“Just that, Daddy. A bunch of cars, a lot on the side of the road, some in the middle, but no jam up, just everyone stopped.”
He half-listened, while shoveling the burgers onto buns and putting them on the girls’ plates.
“Most likely the accident’s further on and people were told to pull over and wait,” he said.
The girls nodded and dug in. He ate his first burger in silence, saying nothing, just listening. It was almost eerie. You figure you’d hear something, a police siren if there was indeed an accident, cars down on old Highway 70 should still be passing by. Usually if the interstate was closed, emergency vehicles would use 70 to access the highway and it would be jammed with people trying to bypass the interstate. At the very least this was the time of night the darn Jefferson kids, up at the top of the hill, would start tearing around into the forest with their damn four-wheelers.
And then he looked up. He felt a bit of a chill.
This time of day any high-flying jets would be pulling contrails, and directly overhead was an approach corridor to Atlanta for most flights coming out of the northeast. At any given time there’d be two or three planes visible. Now the sky was sparkling blue, not a trace of a contrail.
The chill… it reminded him of 9/11. How quiet it was that afternoon, everyone home, watching their televisions, and the sky overhead empty of planes.
He stood up, walked to the edge of the railing, shaded his eyes against the late afternoon sun. Up towards Craggy Dome there was a fire burning, smoke rising vertical, half a dozen acres from the look of it. Another fire raged much farther out on the distant ridge of the Smokies.
In the village of Black Mountain, nothing seemed to be moving. Usually, before the trees filled in completely, he could see the red and green of the traffic light at the intersection of State and Main. It was off, not even blinking.

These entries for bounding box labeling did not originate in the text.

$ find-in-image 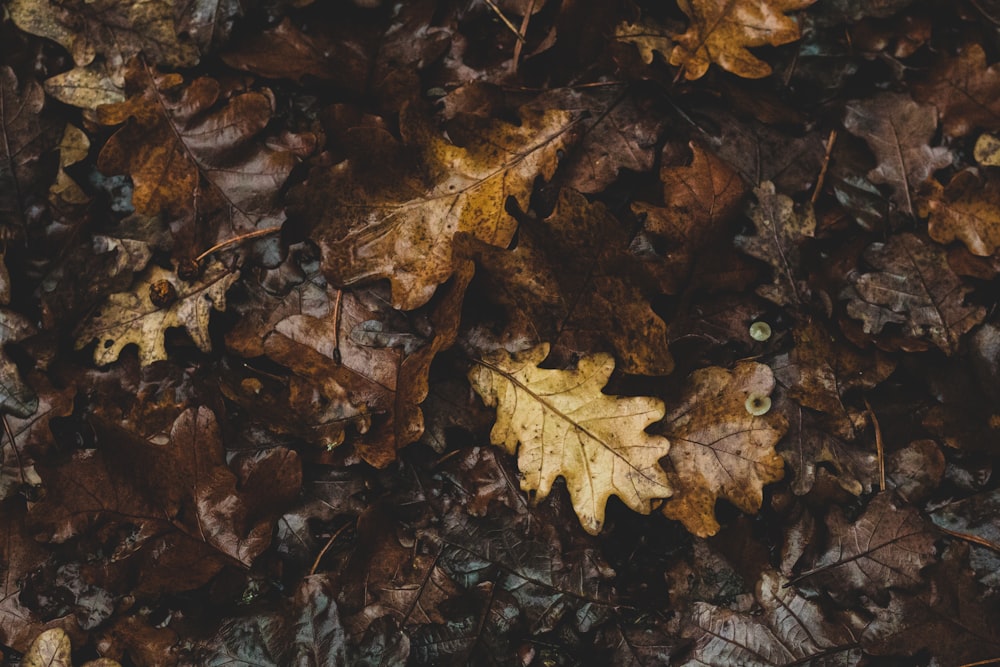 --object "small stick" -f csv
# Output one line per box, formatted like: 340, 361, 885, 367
809, 130, 837, 204
863, 398, 885, 491
194, 227, 281, 264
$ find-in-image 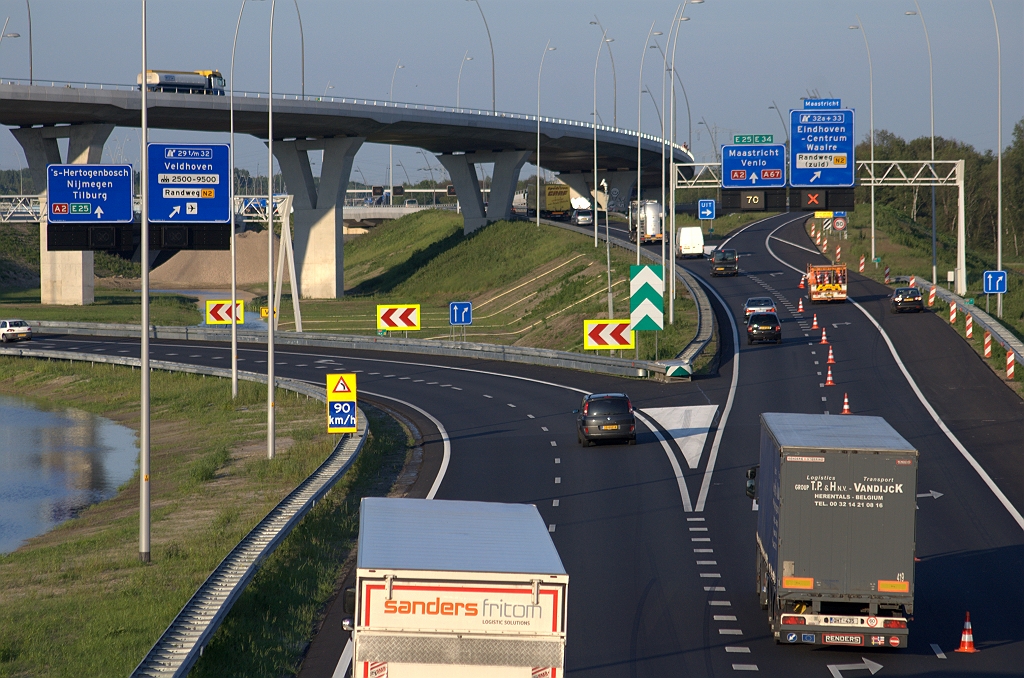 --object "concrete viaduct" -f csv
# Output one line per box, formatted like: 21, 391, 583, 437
0, 83, 692, 304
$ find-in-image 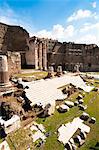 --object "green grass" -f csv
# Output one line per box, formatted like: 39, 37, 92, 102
37, 92, 99, 150
7, 79, 99, 150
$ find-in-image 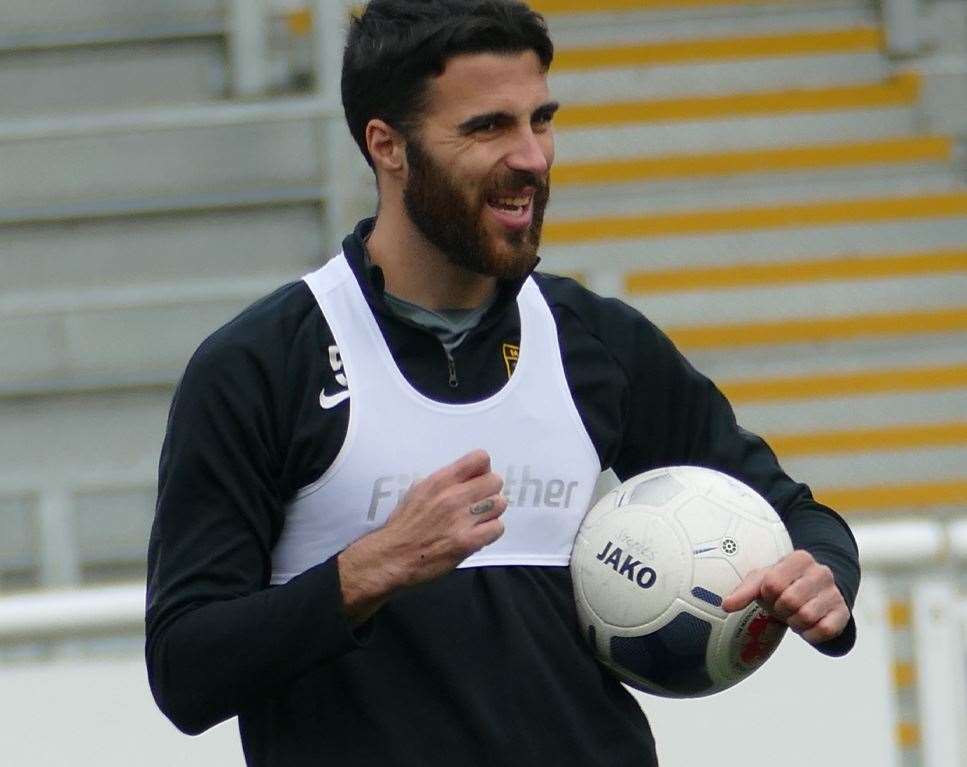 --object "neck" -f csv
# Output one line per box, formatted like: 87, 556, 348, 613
366, 209, 497, 311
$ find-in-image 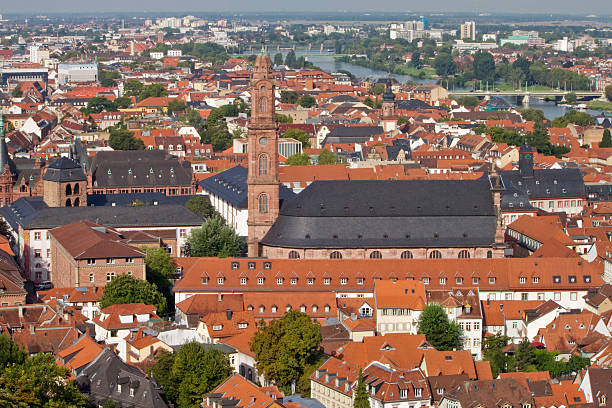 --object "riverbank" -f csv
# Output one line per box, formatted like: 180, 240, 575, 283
334, 55, 436, 79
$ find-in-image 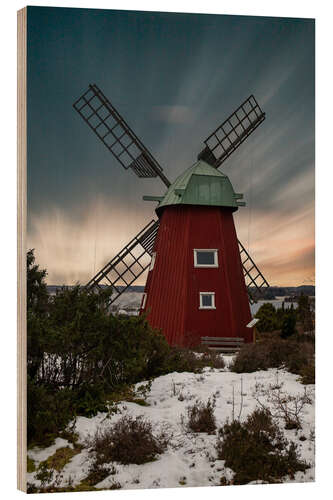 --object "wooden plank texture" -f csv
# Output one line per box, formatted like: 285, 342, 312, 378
17, 8, 27, 492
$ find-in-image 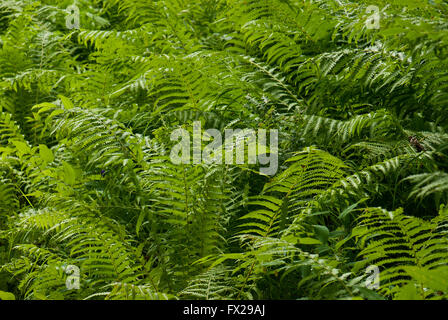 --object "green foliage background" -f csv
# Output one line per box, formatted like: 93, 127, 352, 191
0, 0, 448, 299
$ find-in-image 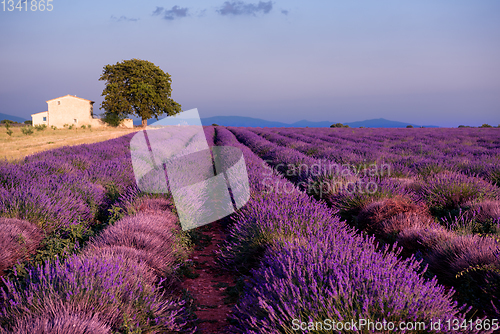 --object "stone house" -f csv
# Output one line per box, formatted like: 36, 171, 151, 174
31, 95, 134, 128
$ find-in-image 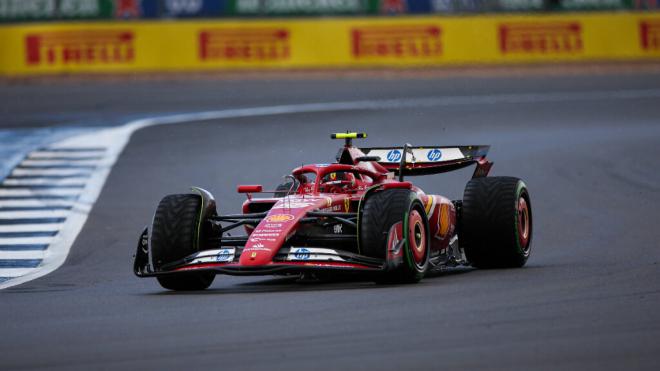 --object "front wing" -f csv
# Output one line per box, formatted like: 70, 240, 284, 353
133, 228, 388, 277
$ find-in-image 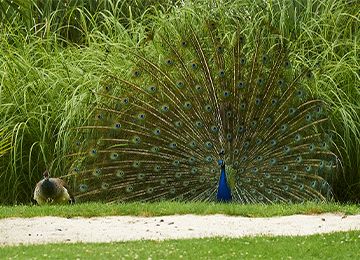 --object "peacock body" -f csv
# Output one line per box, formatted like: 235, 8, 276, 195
70, 15, 336, 203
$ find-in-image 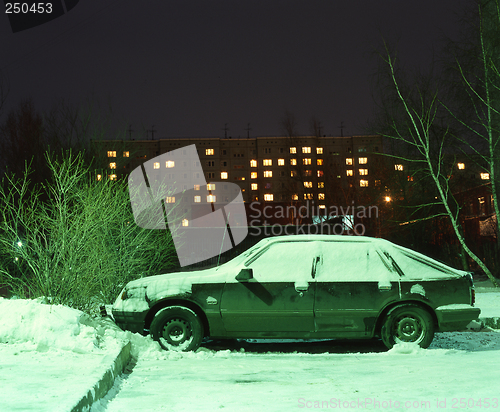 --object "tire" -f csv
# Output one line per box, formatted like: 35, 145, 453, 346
150, 306, 203, 352
380, 305, 434, 349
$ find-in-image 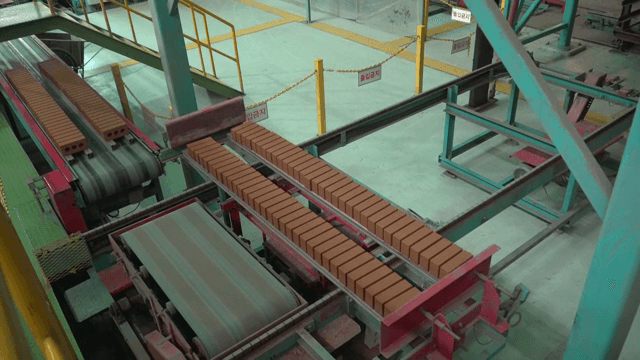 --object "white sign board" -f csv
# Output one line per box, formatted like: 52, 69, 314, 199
451, 37, 471, 54
451, 8, 471, 24
140, 106, 158, 131
245, 103, 269, 122
358, 65, 382, 86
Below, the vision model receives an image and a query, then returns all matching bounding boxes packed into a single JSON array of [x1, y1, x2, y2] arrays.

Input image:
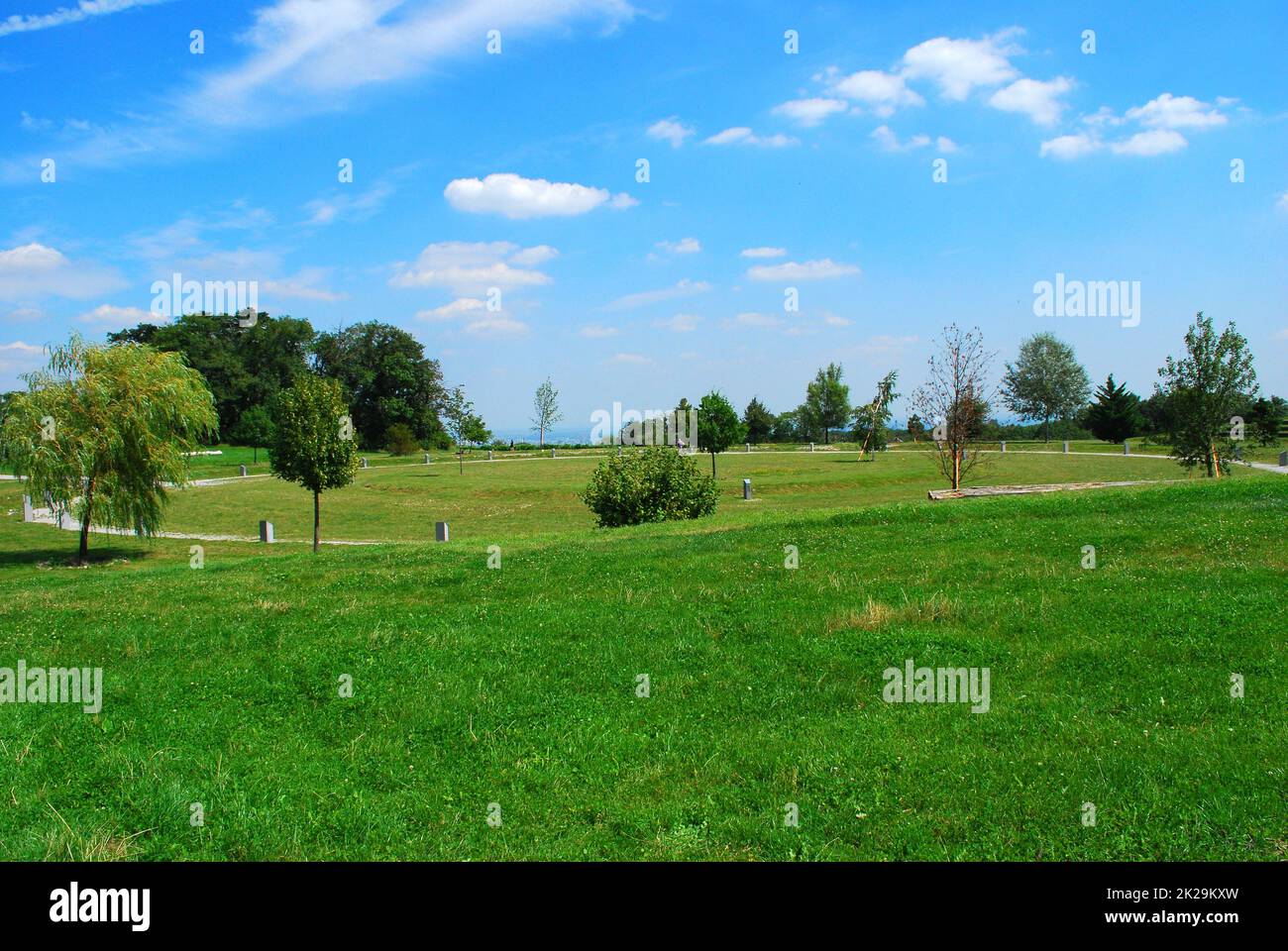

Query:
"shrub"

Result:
[[385, 423, 420, 456], [581, 446, 718, 528]]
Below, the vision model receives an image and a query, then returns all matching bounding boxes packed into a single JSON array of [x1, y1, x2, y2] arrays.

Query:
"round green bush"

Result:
[[581, 446, 718, 528]]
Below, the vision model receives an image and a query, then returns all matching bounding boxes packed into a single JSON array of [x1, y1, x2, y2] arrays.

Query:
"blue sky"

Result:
[[0, 0, 1288, 430]]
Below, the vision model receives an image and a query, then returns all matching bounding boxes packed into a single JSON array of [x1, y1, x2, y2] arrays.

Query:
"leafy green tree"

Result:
[[532, 376, 563, 447], [313, 321, 446, 450], [1087, 373, 1145, 442], [385, 423, 420, 456], [742, 397, 774, 446], [107, 313, 314, 434], [0, 335, 219, 565], [698, 389, 744, 478], [1155, 310, 1257, 478], [1002, 334, 1091, 441], [268, 373, 358, 553], [803, 364, 850, 443], [854, 370, 899, 459], [443, 386, 492, 475], [229, 406, 273, 463]]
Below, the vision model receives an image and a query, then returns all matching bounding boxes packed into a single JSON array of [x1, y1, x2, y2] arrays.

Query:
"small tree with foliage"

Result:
[[532, 377, 563, 446], [0, 335, 219, 565], [742, 397, 774, 446], [1155, 310, 1257, 478], [268, 373, 358, 553], [1087, 373, 1145, 442], [698, 389, 744, 478], [1002, 334, 1091, 441]]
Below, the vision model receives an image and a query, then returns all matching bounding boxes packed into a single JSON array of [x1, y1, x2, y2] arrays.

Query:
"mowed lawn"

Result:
[[166, 449, 1221, 545], [0, 454, 1288, 861]]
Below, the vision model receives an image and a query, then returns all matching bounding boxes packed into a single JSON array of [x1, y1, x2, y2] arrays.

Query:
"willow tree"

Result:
[[0, 335, 219, 565], [268, 373, 358, 553]]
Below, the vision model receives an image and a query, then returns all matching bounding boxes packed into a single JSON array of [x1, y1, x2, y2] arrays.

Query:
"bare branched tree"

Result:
[[912, 324, 997, 489]]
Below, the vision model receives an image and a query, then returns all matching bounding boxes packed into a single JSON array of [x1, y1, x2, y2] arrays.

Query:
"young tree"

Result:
[[1155, 310, 1257, 478], [1002, 334, 1091, 441], [907, 412, 926, 442], [1087, 373, 1145, 442], [805, 364, 850, 443], [912, 324, 997, 491], [229, 406, 273, 463], [0, 335, 219, 565], [742, 397, 774, 445], [443, 386, 492, 476], [854, 370, 899, 459], [698, 389, 744, 478], [268, 373, 358, 553], [532, 377, 563, 446]]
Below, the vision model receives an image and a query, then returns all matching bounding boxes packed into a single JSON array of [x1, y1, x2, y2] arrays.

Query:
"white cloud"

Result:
[[0, 0, 170, 36], [747, 258, 859, 281], [1127, 93, 1228, 129], [654, 237, 702, 254], [0, 241, 125, 300], [703, 125, 800, 149], [827, 68, 926, 116], [1040, 133, 1102, 159], [647, 116, 693, 149], [1109, 129, 1186, 156], [602, 278, 711, 310], [988, 76, 1074, 125], [443, 171, 628, 219], [463, 314, 528, 338], [416, 297, 486, 321], [872, 125, 930, 152], [76, 304, 153, 327], [903, 29, 1021, 102], [606, 353, 653, 366], [773, 98, 850, 128], [653, 313, 702, 334], [389, 241, 553, 296]]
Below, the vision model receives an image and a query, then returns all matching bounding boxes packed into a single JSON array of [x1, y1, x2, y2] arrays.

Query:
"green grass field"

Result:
[[0, 451, 1288, 861]]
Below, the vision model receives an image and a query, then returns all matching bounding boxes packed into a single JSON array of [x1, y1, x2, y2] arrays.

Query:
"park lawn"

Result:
[[0, 456, 1288, 861], [151, 450, 1226, 544]]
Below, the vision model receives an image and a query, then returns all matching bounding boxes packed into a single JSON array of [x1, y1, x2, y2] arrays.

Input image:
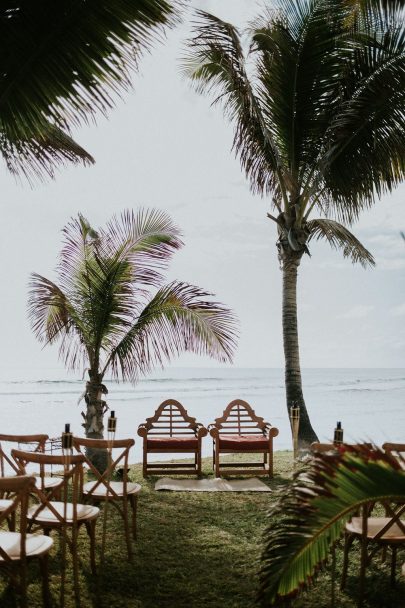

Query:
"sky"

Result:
[[0, 0, 405, 378]]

He looked back at the grandfather clock. It was usually this time of day that the “million-dollar train” came through, so named because it hauled over a million dollars’ worth of coal, mined out of Kentucky for the power plants down near Charlotte. When the girls were younger, an after-dinner ritual was to drive down to the tracks and wave to the engineer as the five heavy diesel-electric locomotives, thundering with power, pulled their load and crawled towards the Swannanoa Gap tunnel.
The silence was interrupted by a throaty growl as Grandma Jen came up l he driveway in her monster, the Edsel.
She pulled in beside his Talon, got out, and walked up.
“Damnedest thing,” she announced. “Power’s out up at the nursing home. And you should see the interstate, cars just sitting all over the place, not moving.”
“The power at the nursing home?” John asked. “What about the backup generator? That’s supposed to automatically kick in.”
“Well, the lights went out in the nursing home. I mean completely out.”
“They’re supposed to have emergency generation. That’s required,” John said.
“Never kicked on. Someone said there must be a broken relay and they’d get an electrician in. But still, it’s a worry. They had to shift patients on oxygen to bottled air, since the pumps in each room shut off. Tyler’s feeding tube pump shut off as well.”
“Is he all right?”
“He was nearly done with the feeding anyhow, so no bother. They said he’d be ok. So I go out to the parking lot and all the five o’clock shift of nurses and staff were out there, all of them turning keys, and nothing starting… but that old baby, the one you call the monster, just purred to life. Had to be here for my little girl, and that monster, as you call it, worked as it always has.”
She nodded back proudly to her Edsel.
“Can we go for a ride and see everything, Grandma?” Jennifer asked.
“What about your party?” John asked.
“No one else showed up,” Jennifer said sadly.
Grandma Jen leaned over and kissed her on the top of the head.
“Lord’s sake, child, you’re a mess.”
“They were up playing in the field.”
“And wearing your necklace when doing that?” Jen asked, horrified.
John grimaced and realized he should have made sure Jennifer had taken it off before running around with the dogs. If she had lost it or it got broken in the roughhousing with the dogs, there’d have been hell to pay.
“A burger, Jen?” he asked quickly to distract her.
She shook her head.
“Not hungry.”
“At least some cake.”
“Ok.”
He went back into the kitchen and lit the twelve candles on the cake, a special one of course, no sugar, and brought it out singing “Happy Birthday,” Pat and Jen joining in.
The other gifts were now opened, a card from Bob and Barbara Scales with a gift certificate for a hundred bucks for Amazon, the Beanies he had carried over from the wall and lined up on the table. Jennifer tucked Patriot Bear under her arm and opened the huge envelope, half as big as herself, that John had made up the night before, a collage of photos of Disney
World with a fake “Ticket for Jennifer, Daddy, and, oh yeah, Elizabeth” printed in the middle.